There is no incontinence in subcutaneous fissurectomy group; transient incontinence for flatus was present in 2(4%) patients of the lateral internal sphincterotomy group. Adriano Tocchhi et al. report no long-term complication after internal sphincterotomy.  There was no recurrence in the subcutaneous fissurectomy group; but in 1(2%) recurrence occurred in the lateral internal sphincterotomy group.
In the present study, patients who underwent subcutaneous fissurectomy require sitz bath for a mean duration of 0.4 weeks when compared to patients who underwent lateral internal spincterotomy (2.4 weeks). Patients who underwent subcutaneous fissurectomy showed a higher mean duration of absenteeism 0.7 weeks when compared to patients who underwent lateral internal spincterotomy subcutaneous fissurectomy 3.08 weeks. Comparison between subcutaneous fissurectomy and lateral internal sphincterotomy showed a difference in pain relief (P=0.17), complications (P=0.03), mean duration of sitz baths (P<0.01), absenteeism (P<0.01) which was statistically significant.
The mean pain score decreased from 8.12±1.33 to 0.34±0.74 in patients treated with fissurectomy and from 8.44±1.19 to 0.24±1.20 in patients treated surgically with lateral internal sphincterotomy at the end of six weeks. The decrease in mean pain score in group B (lateral internal sphicterotomy) as compared to group A (fissurectomy) at the end of 6 weeks was not statistically significant (p>0.001).

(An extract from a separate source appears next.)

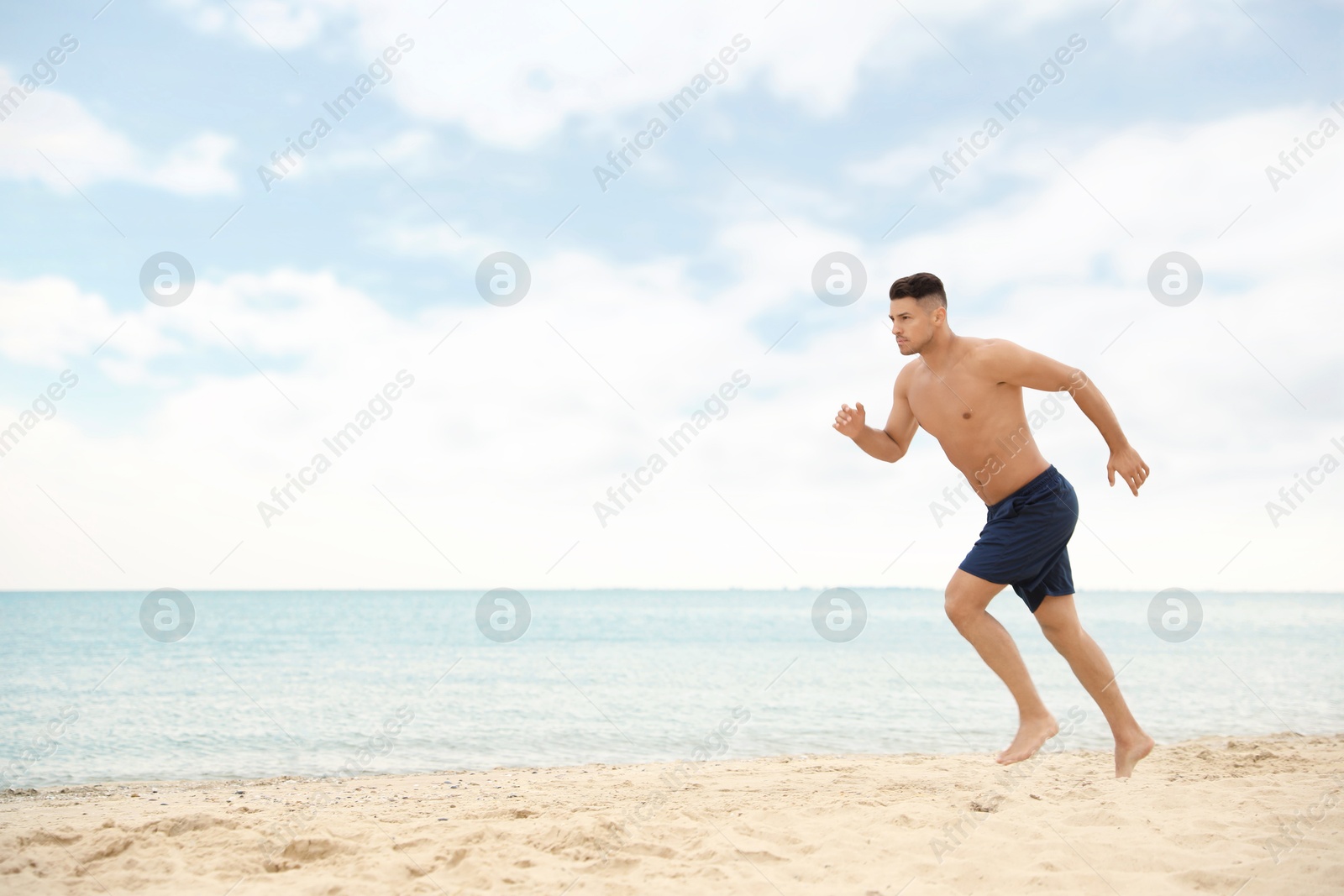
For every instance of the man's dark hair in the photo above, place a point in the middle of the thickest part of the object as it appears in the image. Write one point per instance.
(920, 286)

In this study showed that the lower rate of distressing complications, especially incontinence, and greater satisfaction of the patients, lateral internal sphincterotomy could be considered as a better alternative, sphincter-saving, and perhaps preferable approach in the surgical management of chronic anal fissures.
The current study shows results in favor of subcutaneous fissurectomy with a healing rate of 100% with faster pain-relief and minimal or no complications if performed by the hands of an experienced surgeon. By comparing the above two modalities of treatment for chronic anal fissure, we conclude that subcutaneous fissurectomy is a better line of treatment in terms of faster pain relief, lesser complications, less mean duration of sitz baths and less absenteeism.